Ms. Scheible serves in the executive branch as a deputy district attorney for Clark County while simultaneously working as a Democratic state senator in the legislative branch representing an area in southwest Las Vegas. Ms. Scheible may legally hold either position, of course, but by exercising the functions of both branches she is, by any rational reading of the law, violating the constitution.

Her dual service raises serious problems that go beyond potential conflicts of interest. The Founders understood that the consolidation of government authority in too few hands paves the road to autocracy, and they wisely sought to spread state power broadly throughout the three branches of government. “The accumulation of all powers, legislative, executive and judicial in the same hands, whether of one, a few, or many, and whether hereditary, self–appointed, or elective, may justly be pronounced the very definition of tyranny,” James Madison wrote in Federalist No. 51.
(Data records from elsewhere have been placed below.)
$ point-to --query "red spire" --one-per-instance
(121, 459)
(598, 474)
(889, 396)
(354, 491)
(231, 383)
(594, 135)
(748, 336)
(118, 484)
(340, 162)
Yet for decades, Nevada lawmakers of both major parties have ignored the state constitution’s separation of powers clause while the courts have looked the other way or hidden behind legal technicalities to avoid confronting the obvious. The high court, however, had little choice but to take up the matter after Judge Richard Scotti granted a defense motion last year to throw out DUI charges against two Las Vegas defendants because of Ms. Scheible’s role as both lawmaker and law enforcer.
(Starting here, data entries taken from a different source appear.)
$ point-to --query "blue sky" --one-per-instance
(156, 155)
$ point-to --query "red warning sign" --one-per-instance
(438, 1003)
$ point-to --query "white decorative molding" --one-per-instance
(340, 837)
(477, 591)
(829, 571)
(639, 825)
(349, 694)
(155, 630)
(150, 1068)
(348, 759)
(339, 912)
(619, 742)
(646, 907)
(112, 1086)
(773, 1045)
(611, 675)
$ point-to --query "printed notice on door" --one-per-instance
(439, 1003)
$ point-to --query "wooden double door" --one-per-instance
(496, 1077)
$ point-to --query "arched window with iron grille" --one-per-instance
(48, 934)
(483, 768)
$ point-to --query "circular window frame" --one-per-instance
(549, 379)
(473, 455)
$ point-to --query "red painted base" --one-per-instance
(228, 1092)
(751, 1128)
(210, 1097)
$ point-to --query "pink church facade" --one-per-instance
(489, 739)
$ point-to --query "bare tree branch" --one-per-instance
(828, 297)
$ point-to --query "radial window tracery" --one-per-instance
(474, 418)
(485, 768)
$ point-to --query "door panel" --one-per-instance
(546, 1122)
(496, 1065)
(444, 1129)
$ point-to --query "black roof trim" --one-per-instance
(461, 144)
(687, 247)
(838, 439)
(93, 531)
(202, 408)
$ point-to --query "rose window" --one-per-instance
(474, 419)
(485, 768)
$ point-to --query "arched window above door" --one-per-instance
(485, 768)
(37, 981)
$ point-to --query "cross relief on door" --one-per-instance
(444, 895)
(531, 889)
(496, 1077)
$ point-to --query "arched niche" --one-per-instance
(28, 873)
Enter the attorneys for the Legislative Counsel Bureau, who — if they had any respect for the taxpayers and the law — would have informed Ms. Scheible that she was in an untenable legal position. Instead, Kevin Powers, the LCB’s chief litigator, told the justices during oral arguments that the separation of powers clause doesn’t mean what it clearly says. “A deputy district attorney never exercises a function of any branch of government when involved in the prosecution,” he said, “because they are not the district attorney; they assist the district attorney.”

To put all this in perspective, it’s worth remembering that these same LCB attorneys advised the Democratic legislative leaders in 2019 that they would be on firm legal footing if they extended two “temporary” tax hikes by a simple majority vote even though the state constitution demands that any tax increase or revenue-generating bill be approved by a two-thirds vote in both houses. The state Supreme Court, citing the plain language of the law, rejected such feeble reasoning in a unanimous ruling.

Now the LCB follows up that embarrassment with Mr. Powers’ preposterous argument that a prosecutor seeking to potentially take away an individual’s liberty is not actually exercising a “function” of government — a legal analysis that wouldn’t survive scrutiny in a high school moot court competition. Justice Douglas Herndon was being kind when he called such reasoning “disingenuous.”

It remains to be seen, however, whether the justices will tackle the issue at hand or again cite technicalities to delay judgment. Chief Justice James Hardesty suggested that it might be proper for the lower courts to more completely examine the matter before the high court steps in.

Either way, the court won’t be able to avoid the question much longer. At least one other lawsuit challenging public employees in the Legislature is pending and defense attorneys continue to raise challenges in cases involving Ms. Scheible and Nicole Cannizzaro, a second Clark County prosecutor who serves in Carson City.

The state’s separation of powers clause is clear — and it’s well past time for Nevada’s highest court to recognize that. Meanwhile, LCB attorneys should stop providing dubious legal cover for the Democratic majorty to skirt the state constitution.